Selanjutnya dikisahkan kedua kakak-beradik ini semasa hidupnya mengalami perseteruan, sehingga Mbah Drukiyah memutuskan minggat dari rumah meninggalkan kakaknya sambil membawa alu sakti menuju wilayah yang saat ini dikenal sebagai Desa Sebani. Menurut kepercayaan setempat, kini alu tersebut diwariskan ke keturunan Mbah Drukiyah yang berdomisili di Desa Sebani, Kecamatan Tarik.
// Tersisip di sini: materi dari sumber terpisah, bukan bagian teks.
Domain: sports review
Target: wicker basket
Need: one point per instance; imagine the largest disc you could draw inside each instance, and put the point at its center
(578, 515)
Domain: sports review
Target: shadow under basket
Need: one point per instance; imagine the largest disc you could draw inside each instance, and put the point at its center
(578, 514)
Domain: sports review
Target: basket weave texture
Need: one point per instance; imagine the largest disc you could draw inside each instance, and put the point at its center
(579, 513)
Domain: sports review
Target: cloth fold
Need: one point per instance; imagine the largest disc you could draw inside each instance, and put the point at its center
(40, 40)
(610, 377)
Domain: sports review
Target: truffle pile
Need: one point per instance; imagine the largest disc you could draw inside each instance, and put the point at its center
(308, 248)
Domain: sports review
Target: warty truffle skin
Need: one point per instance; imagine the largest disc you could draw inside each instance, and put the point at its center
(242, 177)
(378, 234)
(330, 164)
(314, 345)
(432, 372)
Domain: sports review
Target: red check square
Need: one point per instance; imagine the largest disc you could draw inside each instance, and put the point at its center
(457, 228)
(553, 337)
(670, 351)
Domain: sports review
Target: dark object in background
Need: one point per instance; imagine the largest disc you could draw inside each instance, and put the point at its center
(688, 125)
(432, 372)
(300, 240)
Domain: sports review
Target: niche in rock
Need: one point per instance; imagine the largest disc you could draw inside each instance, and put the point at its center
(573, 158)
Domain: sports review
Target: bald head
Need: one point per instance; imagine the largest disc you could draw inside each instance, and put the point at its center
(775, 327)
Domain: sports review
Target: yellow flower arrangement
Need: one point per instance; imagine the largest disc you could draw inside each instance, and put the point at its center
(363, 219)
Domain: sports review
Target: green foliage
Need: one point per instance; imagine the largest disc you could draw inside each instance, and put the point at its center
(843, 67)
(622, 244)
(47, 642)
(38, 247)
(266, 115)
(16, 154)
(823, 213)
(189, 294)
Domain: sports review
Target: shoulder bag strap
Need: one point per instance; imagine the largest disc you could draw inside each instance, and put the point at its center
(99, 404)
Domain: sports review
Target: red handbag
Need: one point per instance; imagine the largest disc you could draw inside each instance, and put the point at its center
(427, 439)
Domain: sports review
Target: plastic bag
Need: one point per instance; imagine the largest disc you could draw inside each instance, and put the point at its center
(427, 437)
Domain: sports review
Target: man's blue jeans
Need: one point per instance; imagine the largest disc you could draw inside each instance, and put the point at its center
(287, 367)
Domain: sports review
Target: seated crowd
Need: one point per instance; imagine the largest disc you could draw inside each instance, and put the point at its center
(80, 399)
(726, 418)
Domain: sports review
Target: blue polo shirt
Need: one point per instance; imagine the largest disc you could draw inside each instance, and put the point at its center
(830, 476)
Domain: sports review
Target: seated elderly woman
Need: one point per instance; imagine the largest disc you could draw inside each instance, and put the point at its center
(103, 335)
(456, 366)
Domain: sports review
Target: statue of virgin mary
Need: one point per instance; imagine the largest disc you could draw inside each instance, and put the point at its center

Hingga saat ini, masyarakat Kedungsari mengadakan ritual pemanggilan hujan pada musim kemarau panjang dengan mendatangkan sesepuh dari Sebani.
Berdasarkan wisuk masyarakat Jawa, ritual ini mengisyaratkan seorang adik yang kembali ke tempat kakaknya, dalam cerita ini adalah penggambaran Mbah Drukiyah menjenguk kakaknya, Ki Derpo. Di mana dalam budaya Jawa dikenal unggah-ungguh (tata karma), saudara muda hendaknya menghormati saudara yang lebih tua.
Selanjutnya wilayah sekitar tempat kedung sakti bersemayam diberi nama oleh sesepuh setempat sebagai Kedungsari. Dua buah jalan di sekitar area pemakaman diberi nama Jalan Ki Derpo dan Jalan Pandansari. Di Desa Sebani juga dikenal sebuah jalan bernama Jalan Mbah Drukiyah.